With a 15-year career in education, Georgia f irst lady Sandra Deal knows the importance of reading. That’s why she has made it a mission to visit Georgia schools and read to students while her husband, Gov. Nathan Deal, is in office.
Last week, she celebrated her 800th school visit since her husband took office in 2011. On Tuesday, Deal spent time at Blue Ridge, Greenbrier, Riverside, River Ridge, South Columbia and Stevens Creek elementary schools.
The former sixth-grade teacher read to River Ridge third-graders a book called Marshall, the Courthouse Mouse: A Tail of the U. S. Supreme Court – a fitting choice becausethe pupils are studying the branches of government. Deal offered side notes of information on the way government works and explained the duties of positions such as clerks, judges, juries.
According to educators, literacy is critical by third grade to ensure better performance in later grades.
“If they haven’t gotten those skills set by third grade then they are going to start missing out on a lot of content in other areas if they aren’t able to read the content there,” said Kelley Bell, the media specialist at River Ridge.
As a former educator and the mother of four children, Deal is aware of that. It is one reason school visits are important to her.

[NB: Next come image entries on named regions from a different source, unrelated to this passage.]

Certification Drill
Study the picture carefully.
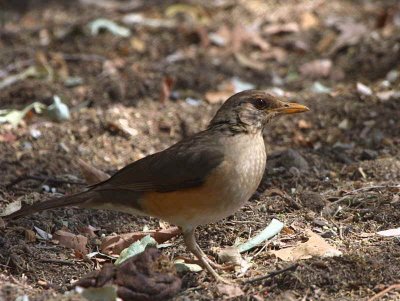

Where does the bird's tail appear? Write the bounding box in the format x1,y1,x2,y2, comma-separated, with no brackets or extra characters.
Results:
3,190,96,220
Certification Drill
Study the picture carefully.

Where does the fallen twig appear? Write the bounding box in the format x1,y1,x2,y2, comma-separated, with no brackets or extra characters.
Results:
331,185,400,205
237,218,283,253
243,263,299,284
6,175,86,189
40,259,75,265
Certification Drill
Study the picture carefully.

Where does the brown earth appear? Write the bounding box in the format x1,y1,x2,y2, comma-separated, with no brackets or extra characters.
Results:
0,0,400,301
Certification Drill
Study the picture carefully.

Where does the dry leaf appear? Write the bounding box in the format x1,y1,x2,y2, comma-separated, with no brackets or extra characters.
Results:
264,22,299,35
376,228,400,237
100,227,181,254
205,91,233,104
24,229,36,242
160,76,175,102
297,119,312,129
270,230,342,261
0,199,22,216
33,226,53,240
218,247,251,275
79,225,99,238
300,59,333,78
217,284,244,299
53,230,88,254
235,53,266,71
330,20,369,54
300,12,319,30
76,158,110,185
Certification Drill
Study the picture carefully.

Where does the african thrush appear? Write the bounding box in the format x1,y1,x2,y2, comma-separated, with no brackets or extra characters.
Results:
8,90,309,280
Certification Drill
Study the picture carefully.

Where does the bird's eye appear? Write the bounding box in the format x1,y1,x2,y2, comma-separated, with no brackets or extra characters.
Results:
254,98,268,110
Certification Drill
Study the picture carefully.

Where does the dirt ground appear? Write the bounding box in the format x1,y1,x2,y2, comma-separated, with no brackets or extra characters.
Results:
0,0,400,301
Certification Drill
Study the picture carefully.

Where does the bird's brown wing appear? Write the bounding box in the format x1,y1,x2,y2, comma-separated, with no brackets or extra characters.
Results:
91,132,224,192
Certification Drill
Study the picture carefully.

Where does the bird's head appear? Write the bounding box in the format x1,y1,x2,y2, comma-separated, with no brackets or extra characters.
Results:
209,90,309,132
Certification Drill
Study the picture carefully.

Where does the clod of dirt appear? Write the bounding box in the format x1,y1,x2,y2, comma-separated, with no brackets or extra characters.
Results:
300,192,328,213
360,149,378,160
75,248,182,301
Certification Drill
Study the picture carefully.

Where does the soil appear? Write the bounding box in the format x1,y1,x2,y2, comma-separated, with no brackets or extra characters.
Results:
0,0,400,301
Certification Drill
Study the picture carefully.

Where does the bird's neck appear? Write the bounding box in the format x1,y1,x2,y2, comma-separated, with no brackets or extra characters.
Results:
208,122,263,135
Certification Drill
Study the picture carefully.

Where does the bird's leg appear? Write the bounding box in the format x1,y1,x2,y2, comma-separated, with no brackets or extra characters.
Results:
193,240,224,270
183,229,229,283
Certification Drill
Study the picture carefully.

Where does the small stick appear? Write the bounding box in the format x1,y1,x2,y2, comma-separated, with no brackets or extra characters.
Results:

“We want to see them be good readers so when they get to high school they can finish high school and go on to college or technical school or whatever their life skill is that they want to develop,” Deal said. “That’s what teachers want to do, is really help their students learn, and I love doing that all over the state because I think it’s important for our children to have a good education so they are ready to get into the upper grades.”
The visits also help fulfill Deal’s passion for education.
“I miss that opportunity to be in the classroom and really get down and learn about special things and teach children and see their faces light up,” she said. “But I get that a lot when they listen to me read and they are really engaged, and they’re really learning what’s going on in the story.”